To conclude, Stellenbosch Mafia is a pleasant piece of research supplying a good dose of quick facts and insight into the world of South Africa’s richest Afrikaners. Du Toit can be praised for his attempt to clarify those pesky Boer mafia accusations in this era of dezinformatsiya.
Did he succeed? I doubt it. Bringing full clarity and consensus might be an impossible task. As renowned Afrikaans writer Etienne van Heerden’s beautiful and unsettling new novel, Die biblioteek aan die einde van die wêreld, illustrates, we are living in an era characterised by a total inability to engage in meaningful dialogue.
In the novel, the interactions of Van Heerden’s Afrikaner character, Ian Brand, and the staunch #FeesMustFall activist character, Thuli Khumalo, show how an unyielding and pig-headed wall divides political groups in our ethnically diverse and materially unequal society, where attempts to straighten the record, to deploy reason or to emphasise the facts are met from the outset with decolonial suspicion, before getting lost in a maelstrom of aggression and historical pain.

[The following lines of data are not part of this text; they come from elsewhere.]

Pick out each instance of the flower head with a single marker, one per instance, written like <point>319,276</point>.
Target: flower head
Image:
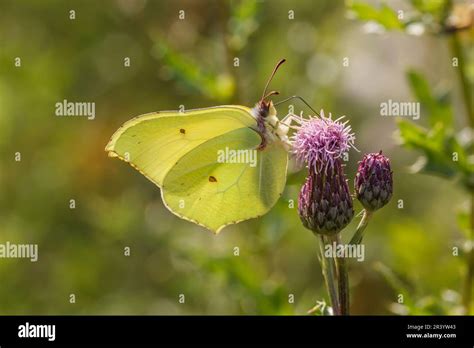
<point>373,182</point>
<point>320,141</point>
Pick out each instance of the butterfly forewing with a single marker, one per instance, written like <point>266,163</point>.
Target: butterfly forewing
<point>153,143</point>
<point>214,193</point>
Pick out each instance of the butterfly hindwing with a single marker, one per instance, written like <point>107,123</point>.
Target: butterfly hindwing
<point>201,189</point>
<point>179,152</point>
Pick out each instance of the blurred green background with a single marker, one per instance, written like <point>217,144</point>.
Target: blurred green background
<point>190,62</point>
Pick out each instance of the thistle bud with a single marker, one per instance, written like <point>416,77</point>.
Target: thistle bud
<point>373,182</point>
<point>325,204</point>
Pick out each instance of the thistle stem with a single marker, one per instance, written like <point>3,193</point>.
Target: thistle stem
<point>468,290</point>
<point>359,233</point>
<point>328,266</point>
<point>456,49</point>
<point>343,278</point>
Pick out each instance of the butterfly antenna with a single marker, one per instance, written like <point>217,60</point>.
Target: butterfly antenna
<point>300,98</point>
<point>271,77</point>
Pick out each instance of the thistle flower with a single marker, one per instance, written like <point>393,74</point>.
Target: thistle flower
<point>324,203</point>
<point>373,182</point>
<point>319,142</point>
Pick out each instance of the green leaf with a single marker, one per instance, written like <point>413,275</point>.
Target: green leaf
<point>434,159</point>
<point>382,15</point>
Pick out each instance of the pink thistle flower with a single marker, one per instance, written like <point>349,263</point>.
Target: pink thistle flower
<point>320,141</point>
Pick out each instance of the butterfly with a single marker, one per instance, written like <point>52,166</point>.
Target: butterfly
<point>215,166</point>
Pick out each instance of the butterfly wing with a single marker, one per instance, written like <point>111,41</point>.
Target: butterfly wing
<point>153,143</point>
<point>179,153</point>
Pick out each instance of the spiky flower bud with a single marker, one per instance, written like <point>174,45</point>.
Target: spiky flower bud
<point>325,204</point>
<point>373,182</point>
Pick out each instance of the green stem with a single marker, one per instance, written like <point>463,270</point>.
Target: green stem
<point>467,298</point>
<point>329,273</point>
<point>343,278</point>
<point>456,49</point>
<point>359,233</point>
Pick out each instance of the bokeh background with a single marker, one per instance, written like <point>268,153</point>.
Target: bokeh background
<point>190,62</point>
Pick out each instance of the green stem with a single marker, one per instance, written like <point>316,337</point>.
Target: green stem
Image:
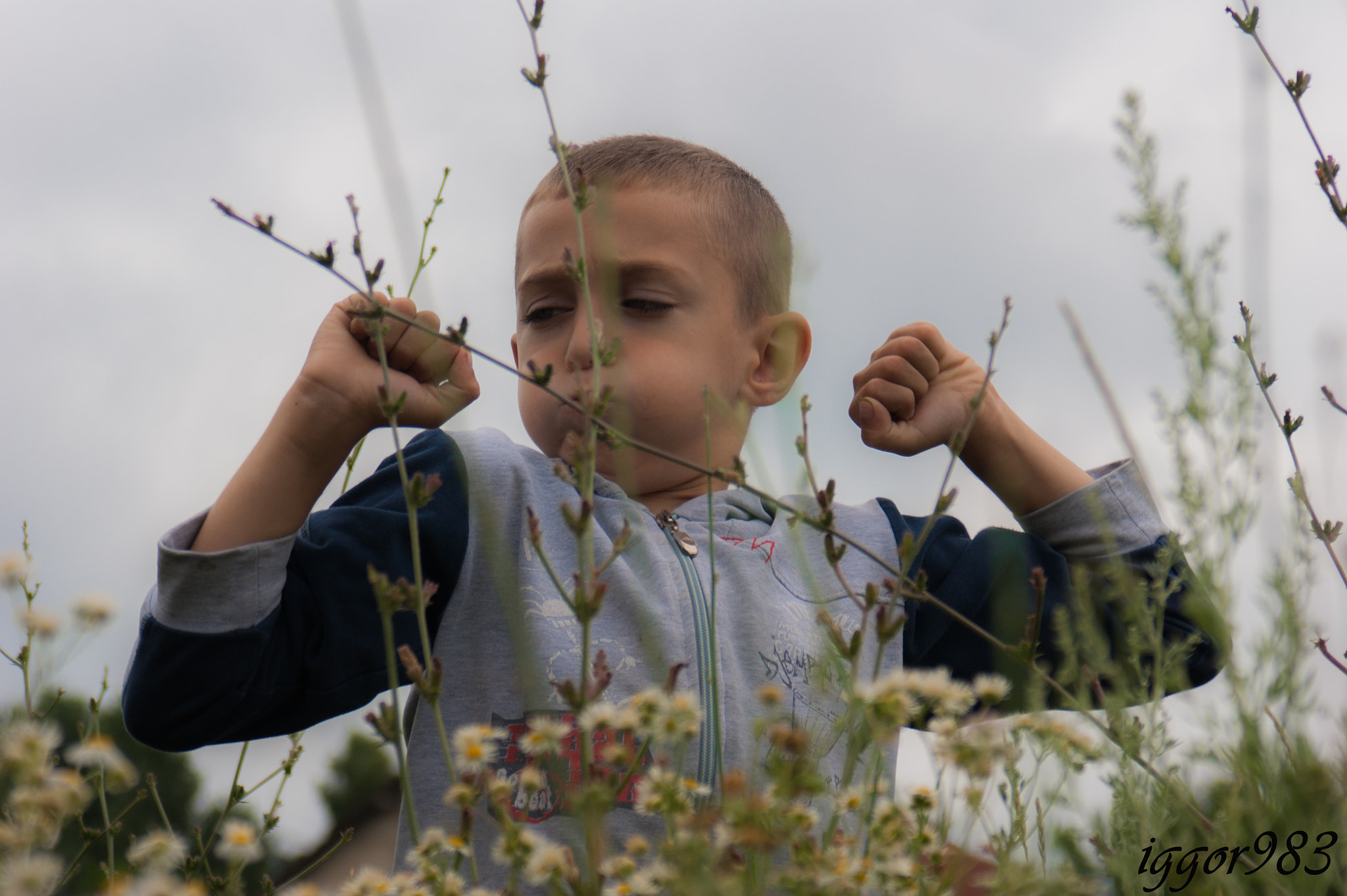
<point>351,463</point>
<point>391,659</point>
<point>153,784</point>
<point>107,824</point>
<point>1299,481</point>
<point>345,839</point>
<point>74,862</point>
<point>422,262</point>
<point>418,580</point>
<point>230,803</point>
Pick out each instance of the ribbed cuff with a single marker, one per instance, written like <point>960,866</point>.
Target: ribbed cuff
<point>221,590</point>
<point>1113,514</point>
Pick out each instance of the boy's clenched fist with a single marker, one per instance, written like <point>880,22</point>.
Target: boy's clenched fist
<point>343,371</point>
<point>915,392</point>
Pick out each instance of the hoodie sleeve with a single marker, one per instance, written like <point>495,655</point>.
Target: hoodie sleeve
<point>1089,538</point>
<point>270,638</point>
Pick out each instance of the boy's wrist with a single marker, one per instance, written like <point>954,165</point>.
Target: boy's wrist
<point>1015,461</point>
<point>320,423</point>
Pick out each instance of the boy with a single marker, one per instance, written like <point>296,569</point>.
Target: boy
<point>263,621</point>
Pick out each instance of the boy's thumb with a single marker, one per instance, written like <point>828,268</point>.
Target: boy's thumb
<point>866,411</point>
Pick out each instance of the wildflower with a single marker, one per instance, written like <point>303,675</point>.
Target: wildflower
<point>100,751</point>
<point>239,843</point>
<point>991,689</point>
<point>1071,744</point>
<point>32,874</point>
<point>618,754</point>
<point>599,716</point>
<point>41,623</point>
<point>618,866</point>
<point>449,883</point>
<point>499,789</point>
<point>637,884</point>
<point>515,845</point>
<point>887,703</point>
<point>681,717</point>
<point>543,736</point>
<point>474,747</point>
<point>978,749</point>
<point>434,844</point>
<point>939,692</point>
<point>800,817</point>
<point>60,793</point>
<point>26,748</point>
<point>158,851</point>
<point>531,779</point>
<point>944,727</point>
<point>850,799</point>
<point>549,862</point>
<point>649,705</point>
<point>407,884</point>
<point>14,569</point>
<point>368,883</point>
<point>666,793</point>
<point>95,609</point>
<point>461,794</point>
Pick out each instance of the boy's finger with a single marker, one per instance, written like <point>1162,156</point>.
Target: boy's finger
<point>915,349</point>
<point>896,370</point>
<point>394,329</point>
<point>880,404</point>
<point>414,342</point>
<point>356,304</point>
<point>437,360</point>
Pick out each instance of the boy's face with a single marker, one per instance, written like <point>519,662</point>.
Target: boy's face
<point>674,304</point>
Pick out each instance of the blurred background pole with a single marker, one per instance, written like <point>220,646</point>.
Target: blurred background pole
<point>1272,493</point>
<point>380,127</point>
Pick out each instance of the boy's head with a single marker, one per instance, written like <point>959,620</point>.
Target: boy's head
<point>689,263</point>
<point>740,221</point>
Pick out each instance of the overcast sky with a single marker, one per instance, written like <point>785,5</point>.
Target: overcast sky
<point>931,158</point>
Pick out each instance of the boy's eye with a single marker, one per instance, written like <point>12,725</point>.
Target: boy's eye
<point>646,307</point>
<point>543,315</point>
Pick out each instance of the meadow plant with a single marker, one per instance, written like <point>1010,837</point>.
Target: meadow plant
<point>777,826</point>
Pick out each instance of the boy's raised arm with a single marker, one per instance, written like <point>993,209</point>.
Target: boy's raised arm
<point>915,394</point>
<point>333,402</point>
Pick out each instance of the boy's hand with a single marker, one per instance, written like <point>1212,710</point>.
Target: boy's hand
<point>343,374</point>
<point>915,392</point>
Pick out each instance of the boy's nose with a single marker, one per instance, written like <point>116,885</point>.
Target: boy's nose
<point>578,356</point>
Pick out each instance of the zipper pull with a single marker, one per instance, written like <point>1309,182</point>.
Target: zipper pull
<point>668,523</point>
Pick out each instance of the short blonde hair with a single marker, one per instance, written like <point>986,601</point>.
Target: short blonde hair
<point>744,224</point>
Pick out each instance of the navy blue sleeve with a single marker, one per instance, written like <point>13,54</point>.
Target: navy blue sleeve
<point>321,651</point>
<point>987,579</point>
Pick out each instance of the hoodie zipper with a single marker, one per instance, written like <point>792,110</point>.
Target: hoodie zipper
<point>685,550</point>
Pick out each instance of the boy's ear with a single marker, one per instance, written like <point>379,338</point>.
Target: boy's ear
<point>781,348</point>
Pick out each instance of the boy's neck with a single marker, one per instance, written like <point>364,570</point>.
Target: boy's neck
<point>677,496</point>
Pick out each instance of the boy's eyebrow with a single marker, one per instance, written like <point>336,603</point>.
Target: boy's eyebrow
<point>555,275</point>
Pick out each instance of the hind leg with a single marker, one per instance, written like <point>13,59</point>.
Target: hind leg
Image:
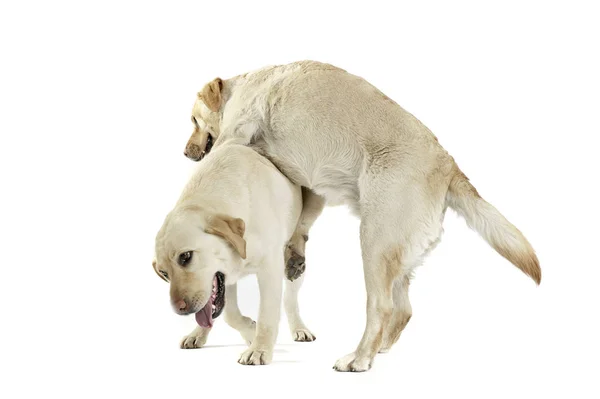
<point>400,220</point>
<point>400,316</point>
<point>381,268</point>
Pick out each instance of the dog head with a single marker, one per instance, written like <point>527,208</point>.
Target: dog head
<point>206,118</point>
<point>194,251</point>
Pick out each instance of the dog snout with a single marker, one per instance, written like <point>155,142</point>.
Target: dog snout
<point>181,306</point>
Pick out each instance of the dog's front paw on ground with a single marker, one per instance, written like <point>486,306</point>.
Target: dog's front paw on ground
<point>303,335</point>
<point>295,266</point>
<point>352,363</point>
<point>196,339</point>
<point>256,357</point>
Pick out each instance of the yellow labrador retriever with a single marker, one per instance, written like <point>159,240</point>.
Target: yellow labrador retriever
<point>234,218</point>
<point>345,141</point>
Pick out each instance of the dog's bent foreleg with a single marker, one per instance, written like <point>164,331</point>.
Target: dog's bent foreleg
<point>299,331</point>
<point>234,318</point>
<point>295,259</point>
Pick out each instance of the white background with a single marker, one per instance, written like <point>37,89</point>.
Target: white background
<point>95,107</point>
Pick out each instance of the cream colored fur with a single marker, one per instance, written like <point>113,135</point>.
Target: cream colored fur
<point>236,215</point>
<point>339,136</point>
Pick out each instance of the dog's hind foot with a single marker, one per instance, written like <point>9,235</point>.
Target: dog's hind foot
<point>295,266</point>
<point>303,335</point>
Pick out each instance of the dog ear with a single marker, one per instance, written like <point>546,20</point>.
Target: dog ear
<point>211,94</point>
<point>231,229</point>
<point>157,272</point>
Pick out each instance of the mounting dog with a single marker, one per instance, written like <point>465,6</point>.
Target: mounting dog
<point>348,143</point>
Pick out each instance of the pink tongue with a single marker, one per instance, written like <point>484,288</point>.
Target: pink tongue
<point>204,316</point>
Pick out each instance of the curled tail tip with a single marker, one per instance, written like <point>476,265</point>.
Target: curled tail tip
<point>526,261</point>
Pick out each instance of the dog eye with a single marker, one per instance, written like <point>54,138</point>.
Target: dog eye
<point>184,258</point>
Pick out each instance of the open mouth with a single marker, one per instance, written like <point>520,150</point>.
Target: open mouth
<point>207,148</point>
<point>215,304</point>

But, drawing upon the story of the Protocols, we must avoid misunderstanding history and allowing dangerous falsity, lies and hoaxes to take the lead of a critical mass of people. We must, accordingly, support fact-finding missions such as Stellenbosch Mafia, insofar as they advise caution and demand fealty to the truth.
At the same time, high-flyers such as our Afrikaner billionaires must understand that a charitable lifestyle does not relieve one of being questioned and challenged in our democratic society.
What will always worry me is that while a small band of Afrikaans speakers and language activists with meagre resources are fighting for indigenous multilingualism at Stellenbosch University, Du Toit’s book reveals how SU rector Prof Wim de Villiers – whose administration’s policy of doing nothing contributes to the erasure of Afrikaans as a functional academic language at the university – enjoys a luxurious lunch with the local set of Afrikaner billionaires at De Volkskombuis Restaurant (“Preface”, xi).
Their collective short-sighted elitism is shameless. I hope for the day when middle and working class Afrikaner and Afrikaans-speaking members of the populace, who are often derided by the more privileged Afrikaans establishment as “common” or “verkramp”, will step up and repudiate these untouchable gentlemen.